[lttng-dev] [for-next][PATCH 08/20] tracing: Warn if a tracepoint is not set via debugfs

Wed Mar 12 14:02:02 EDT 2014

On Wed, 12 Mar 2014 16:40:51 +0000 (UTC)
Mathieu Desnoyers <mathieu.desnoyers at efficios.com> wrote:

> > Please tell me one in-tree user that will be impacted?
> 
> I'm talking about all users of tracepoints, all in tree and out of tree
> users. We need the design and API for tracepoint to stay sound, and for that
> we need to study carefully the impact of the changes you propose on module
> load/unload scenarios.

Right now the current change actually fixes a bug. It tells the tracing
utility that the tracepoint that was to be enabled was or wasn't.

> > And the distribution just magically installs itself onto a computer? No,
> > a user does, and in doing so, they set up udev. A person installing a
> > distribution is a sysadmin. Even if it's grandma installing it herself.
> > She owns the box, no one else is doing anything for her (unless it's
> > your grandma).
> 
> In a corporate environment, it's pretty much never the end user who ends
> up being the system administrator of his machine.

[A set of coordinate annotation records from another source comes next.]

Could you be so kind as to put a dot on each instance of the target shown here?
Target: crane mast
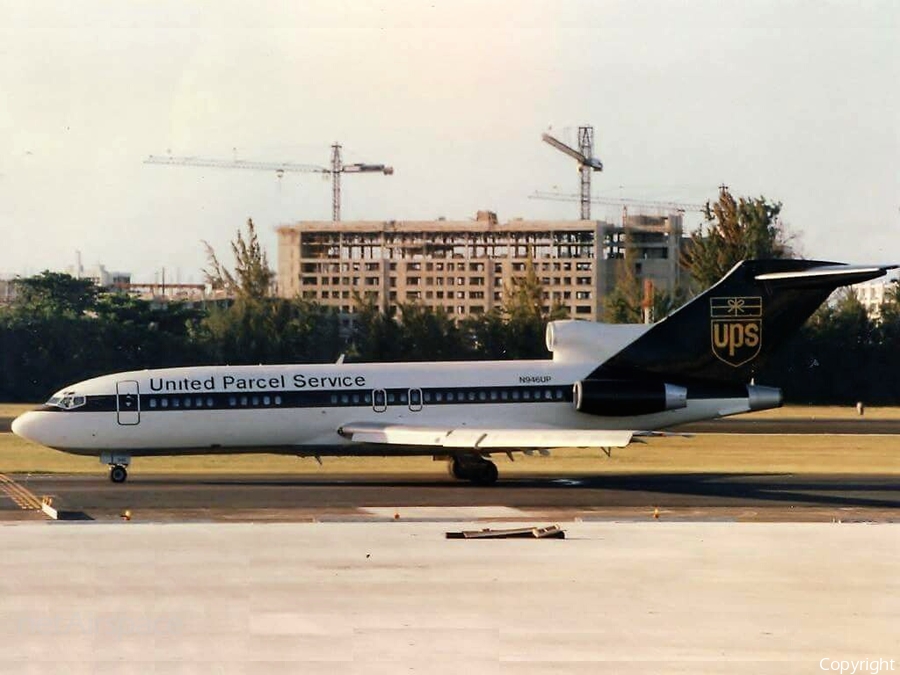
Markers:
(587, 163)
(280, 168)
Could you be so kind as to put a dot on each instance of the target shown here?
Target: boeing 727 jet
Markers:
(605, 385)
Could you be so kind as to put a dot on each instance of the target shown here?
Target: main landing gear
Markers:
(474, 468)
(118, 473)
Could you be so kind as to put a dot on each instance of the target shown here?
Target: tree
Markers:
(252, 277)
(734, 231)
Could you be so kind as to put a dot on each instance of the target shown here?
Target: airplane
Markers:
(605, 386)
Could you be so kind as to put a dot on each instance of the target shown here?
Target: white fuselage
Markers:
(299, 409)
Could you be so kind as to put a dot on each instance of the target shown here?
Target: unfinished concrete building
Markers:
(464, 266)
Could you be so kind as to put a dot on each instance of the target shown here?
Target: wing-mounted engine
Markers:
(620, 398)
(578, 341)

And they shouldn't be tracing their modules. That should be up to the
corporate system administrators.

> > Tracing is a root privilege.
> 
> Tracing the kernel should require root privilege for the process interacting
> with the kernel ABI, I agree with that part. However, the end user of the
> machine should not need to be in a root shell to interact with tracing. For
> instance, if the tracer only provides summarized information pinpointing
> issues, the system administrator could very well allow the end user to use
> tracing without being root.
> 
> An example of this is the way laptops nowadays handle wifi connexions through
> a root daemon setting up the network (interfacing with kernel ABI), but which
> gets the user interaction though a user interface running in user context.

This is all out of scope with the latest proposal, so I will ignore it.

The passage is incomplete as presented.